Gun control people everywhere are thinking up ways to get around Heller, in order to discourage people from owning guns, and especially discouraging people from using them in self-defense.  Sadly, most of this stuff is probably not going to get the scrutiny they deserve from the courts, which is why the political fight is still paramount.

I wonder if Professor Bell is open to the idea that these liability issues should be applied equally to the police and military?

A Case Against One-Gun-A-Month

New Jersey Assemblywoman Joan Quigley asked the question:

I introduced that bill in the spring of 2006. If it had actually become law on the day it was introduced, Mr. Braico would have been able to accumulate 33 handguns between then and now. I fail to see how that’s an unreasonable restriction on his civil rights. And I do wonder what he might have done with all those deadly weapons.

An intrepid gun owner in The Garden State provides her with an answer:

When I first bought my XD-40 handgun, it was quite a large caliber, and so expensive to use for target practice. As my self-defense instructor told me, a large caliber is necessary for “stopping power” in self-defense situations. However, I immediately bought a smaller, inexpensive weapon – a .22-caliber Browning Buckmark – for target practice, just to save money. There, already, were two guns in one month.

However, both of those guns were too large for my wife to operate, so we bought a Lady Smith revolver, which is specially designed for the smaller hands of a woman. At that time, we discovered that the XD-40 jams quite a lot (a design flaw, I believe, but certainly a problem in a self-defense situation), so we bought a large Ruger six-shooter as a more reliable alternative to the XD-40.

The point is we bought more than one per month, for good reason.

I would say if the XD-40 jams a lot, it’s either a specific problem with the gun, or his wife is limp wristing it.  The XD line are generally pretty reliable from what I’ve heard.  But it’s a great way to point out why the one gun a month issue is a problem.  The burden should be on the people advocating it to prove it reduces crime, of which there is currently no evidence whatsoever.

Hat Tip to Cemetery’s Weblog

Olympic Shooting

I’ve had a bit to say about why we don’t dominate the Olympics here, but Kim has some more, and I think he’s right about this:

The problem is that outside the Army Marksmanship Unit, there are no professional Olympic shooters in America—no sponsorships, no funding from any source—so therefore people cannot afford to train for 8-10 hours a day, 6-7 days a week, which is what’s required to win the Olympics, in any sport (ask Michael Phelps about the training required to win Olympic Gold).
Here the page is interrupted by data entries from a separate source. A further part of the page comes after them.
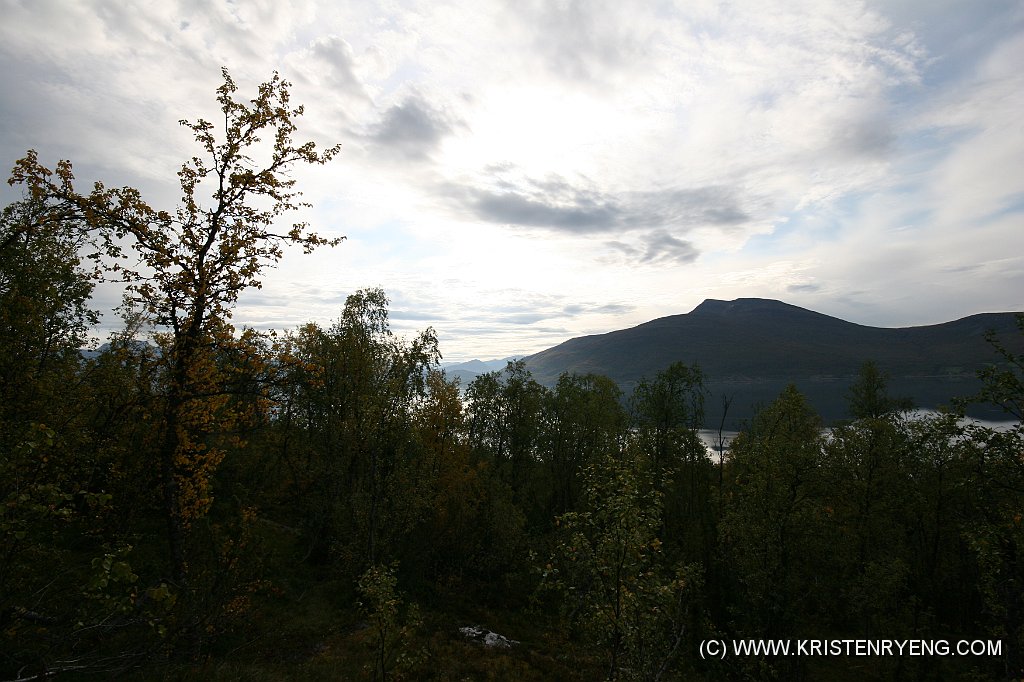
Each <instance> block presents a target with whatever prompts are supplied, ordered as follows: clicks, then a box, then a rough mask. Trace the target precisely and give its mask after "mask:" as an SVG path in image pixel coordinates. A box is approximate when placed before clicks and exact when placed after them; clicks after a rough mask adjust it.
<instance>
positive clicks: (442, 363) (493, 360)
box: [441, 355, 522, 386]
mask: <svg viewBox="0 0 1024 682" xmlns="http://www.w3.org/2000/svg"><path fill="white" fill-rule="evenodd" d="M521 358H522V355H510V356H509V357H503V358H502V359H490V360H480V359H471V360H467V361H465V363H441V369H442V370H444V373H445V374H446V375H447V376H449V378H458V379H459V380H460V382H461V383H462V385H463V386H465V385H466V384H468V383H469V382H471V381H472V380H473V379H475V378H476V377H478V376H479V375H481V374H486V373H487V372H498V371H499V370H504V369H505V366H506V365H508V364H509V363H511V361H513V360H517V359H521Z"/></svg>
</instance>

So when we say that we “should” be winning Olympic gold medals in the shooting sports, because we are by golly the Land of the Second Amendment and the Nation of Riflemen, we forget that winning Olympic medals is not just raw talent, but dedication—and dedication not just from the participants, but from We The People.

If there is no public support for Olympic shooting, though, then we have no right to complain when our amateur shooters can’t compete against the professionals of other countries.

If we want to be winners, money has to flow into these sports, and right now, not enough is.